Plus d’une centaine d’enregistrements, des milliers de concerts dans les salles du monde entier, apparitions saluées dans les festivals, collaborations avec des artistes mythiques dont Martha Argerich, Mischa Maisky, Yo-Yo Ma et Keith Jarrett, liens rapprochés avec des compositeurs tels Philip Glass, ­Alfred Schnittke, Arvo Pärt, John Adams, Luigi Nono, Sofia Guibadulina, Valentin Silvestrov et Lera Auerbach : la feuille de route de Gidon Kremer en jette plein la vue. On pourrait imaginer un ­personnage inaccessible, qui sillonne les couloirs aériens de la planète, ­déposant des valises griffées dans les suites les plus luxueuses, revenu de tout. Moins de deux minutes d’entretien avec le violoniste suffisent pour saisir que, même à 63 ans, l’immobilisme est proscrit de sa démarche artistique. « Je n’ai pas de recette, mais j’aime toujours être ­surpris par les autres, suivre les gens et les artistes qui ont une vision, ­explique-t-il d’un débit rapide, presque fébrile.  C’est un grand ­privilège que de travailler avec des compositeurs, de comprendre ­comment une musique jamais entendue auparavant peut prendre vie à ­partir d’un manuscrit. » Aucun faux semblant, aucune formule ­convenue : pour lui, la musique doit impérativement atteindre l’âme et parler directement au cœur. Les artistes qui l’inspirent le plus – il n’hésite pas à évoquer dans un même souffle Maria Callas, Jacques Brel et Leonard Bernstein – « vivent la musique, se laissent brûler par elle ».
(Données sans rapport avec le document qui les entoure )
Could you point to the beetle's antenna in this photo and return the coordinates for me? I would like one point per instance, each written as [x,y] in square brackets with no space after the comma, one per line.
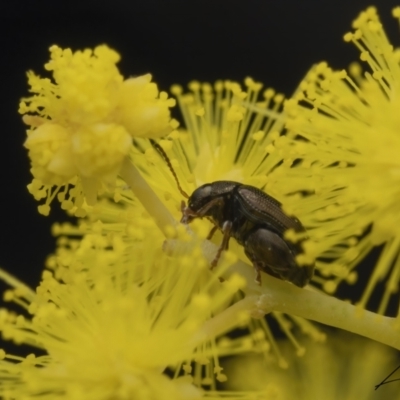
[165,157]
» La musique comme langue maternelle

Fils de musiciens professionnels membres de l’Orchestre de la radio nationale de Lettonie, l’une à demi allemande, l’autre juif balte, petit-fils du violoniste, professeur et historien de la musique suédois Karl Brückner, le jeune Gidon découvre très tôt le violon. « “Tu n’arriveras à quelque chose que si ­préalablement tu travailles assidûment”, disait mon père. Ma mère par contre disait : “Si tu travailles assidûment, tu auras une vie meilleure” », explique-t-il simplement dans son ­autobiographie Une enfance balte. « Je ne sais pas non plus si j’ai beaucoup ­appris de mon grand-père. Par contre, il est ­certain que sa ­curiosité envers tout ce qui était inédit et son ­intime ­conviction que l’on devait tout d’abord “écouter en soi” le son avant de le jouer ont contribué à forger le Gidon ­d’aujourd’hui. » Malgré les heures assidues de travail et le triple regard qui le scrute, le jeune garçon démontre déjà une curiosité insatiable. Il dévore les livres, maîtrise les échecs, aime être ­emporté par les films et crée même des « clubs » avec ses copains, histoire d’échanger, de s’interroger, d’avancer.


Après des études à l’École de musique de Riga, il est choisi pour intégrer la classe du légendaire David Oïstrakh au Conservatoire Tchaïkovski de Moscou. Les concours régionaux s’enchaînent, mais la consécration se laisse attendre. En 1965, il finit par tenir entre ses mains le fameux vase d’honneur tant convoité : « Je comprendrai plus tard qu’en art, il ne peut y avoir de“ victoire”, il ne peut y avoir d’Olympiades, avec un premier. » Prochaine étape : les concours internationaux. En 1967, il remporte le troisième prix au Concours Reine Élisabeth de ­Belgique et deux ans plus tard, le premier prix au Concours Paganini à Gênes. En 1970, sa victoire au Concours Tchaïkovski confirme son talent. « Le violon était mon guide et ma souffrance; avec lui, j’appris au fil du temps à transformer en musique ma ­solitude, mes rêves, mes blessures et mon humour. En lui, je cherchais ma tonalité, ma voix, ma musique. »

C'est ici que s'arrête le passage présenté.